24.05

O que leva jovens de boa situação econômica a atos que podem destruir a vida dos outros e a deles?

Vandeck Santiago (texto)
Wagner Oliveira (foto)

Durante 30 dias a polícia investigou um mistério: quem estava quebrando as fachadas de vidro das concessionárias da cidade? Após analisar 1.080 placas de automóveis, os investigadores chegaram aos autores do vandalismo: era um grupo de quatro universitários. Eles cometiam o vandalismo com estilingues, disparando bolas de gude. A polícia constatou ainda que não só as vidraças foram seus alvos; oito pessoas também foram atingidas, algumas sofrendo ferimentos graves. Um cidadão de 46 anos, atingido na boca, pode perder todos os dentes. Os quatro universitários cursam Medicina Veterinária na Faculdade Anhanguera (Anápolis, GO). São três rapazes e uma garota, com idades entre 22 e 29 anos. Os quatro moram em bairros nobres de Goiânia. Há cerca de um ano que eles cometiam os atos. Saíam sempre em um automóvel de propriedade do pai de um deles. Foram indiciados por danos ao patrimônio particular e lesão corporal.
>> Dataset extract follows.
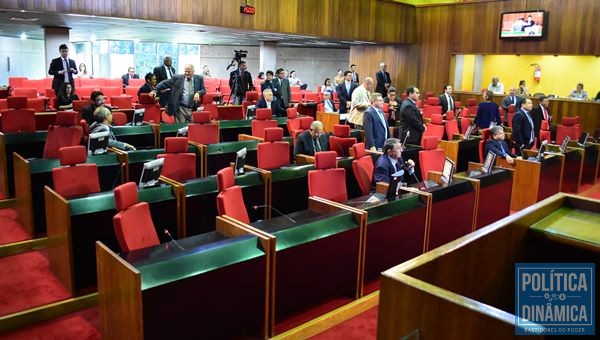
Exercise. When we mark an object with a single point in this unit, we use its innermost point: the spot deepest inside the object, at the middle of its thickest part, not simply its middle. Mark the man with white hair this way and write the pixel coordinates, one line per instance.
(383, 80)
Os jovens disseram à polícia que agiram “por diversão”. Foram presos, indiciados por dano ao patrimônio e lesão corporal, e soltos dias depois. Nenhum deles tinha passagem pela polícia.
Você vê uma notícia dessas e pensa: o que leva quatro pessoas, cursando uma faculdade, a sair por aí atirando bolas de gude em vidraças e pessoas? A ter prazer em cometer esses atos, a ponto de repeti-los vezes e vezes? A machucar pessoas que nunca viram antes, sem o menor remorso do dano que estavam causando? E um detalhe interessante: as pessoas escolhidas como alvos eram todas pobres. O cidadão que perdeu os dentes, por exemplo, estava na beira da estrada esperando transporte. Nos faz lembrar de outros casos clássicos, em que as vítimas também eram dessa classe social: o do índio Galdino Jesus dos Santos, queimado vivo em 1997, quando dormia na rua em Brasília (ele viera para um ato na Funai e perdeu-se ao retornar para a pousada onde estava hospedado), e o da empregada doméstica Sirlei Dias Carvalho, roubada e barbaramente agredida quando estava numa parada de ônibus na Barra da Tijuca, bairro de elite do Rio. Os dois casos praticado por jovens de classe média.
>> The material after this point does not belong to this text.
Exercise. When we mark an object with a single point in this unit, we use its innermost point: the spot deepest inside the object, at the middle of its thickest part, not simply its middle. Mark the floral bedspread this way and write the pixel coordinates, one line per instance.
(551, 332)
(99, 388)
Esses atos não são exclusivos do Brasil, nem de alguma região específica. São até comuns. Não vamos aqui teorizar como se especialistas fôssemos, mas antes externar uma reflexão como observador engajado da situação. A primeira tentativa de explicação que nos vem à cabeça é de que aqueles que agem assim o fazem confiantes de que ficarão impunes. É uma explicação corriqueira do chamado “senso comum”, mas também dos especialistas em segurança e comportamento humano. Certa vez, diante de atos de vandalismo praticados em Porto Alegre, o sociólogo Cândido Grzybowski, um respeitado intelectual brasileiro, atestou: “O vandalismo é pouco coibido”. Acrescentou que a prática era “um traço característico da perda de valores”.
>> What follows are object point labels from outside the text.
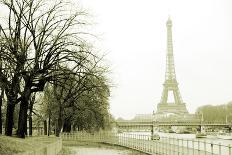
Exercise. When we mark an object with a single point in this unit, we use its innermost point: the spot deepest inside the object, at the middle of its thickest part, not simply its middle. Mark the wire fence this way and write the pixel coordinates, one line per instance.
(144, 143)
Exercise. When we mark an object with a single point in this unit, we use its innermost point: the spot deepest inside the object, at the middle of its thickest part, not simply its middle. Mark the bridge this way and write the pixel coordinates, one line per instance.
(151, 124)
(144, 143)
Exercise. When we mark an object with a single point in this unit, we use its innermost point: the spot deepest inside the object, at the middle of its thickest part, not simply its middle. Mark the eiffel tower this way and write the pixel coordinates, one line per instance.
(170, 84)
Claro que uma coisa é destruir uma vidraça e outra, muito diferente, é tocar fogo numa pessoa, mas esses casos fazem parte de uma ambiência de violência e de desrespeito que acabam se ligando por diversos laços. São reações de hostilidade, que revelam a ausência total de princípios morais básicos, de um mínimo de consciência sobre a vida e sobre o respeito ao outro.
Se fosse só uma questão de segurança, seria fácil talvez não resolvê-la, mas pelo menos diagnosticá-la e formular um receituário. Mas sabemos todos nós que nada é tão simples assim. Há toda uma sequência de fatores que provocam ressentimentos, frustrações e “falta de um motivo para viver” – e não estamos aqui falando exclusivamente de pobres, porque nesses casos de mais repercussão (como os citados aqui) a participação tem sido de jovens com situação econômica privilegiada. Tomando o caso dos universitários de Goiás como exemplo, parece claro que a solução do problema não se dará apenas na esfera policial, mas em um tripé onde estão família, escola e sociedade (aí incluído, claro, os governos).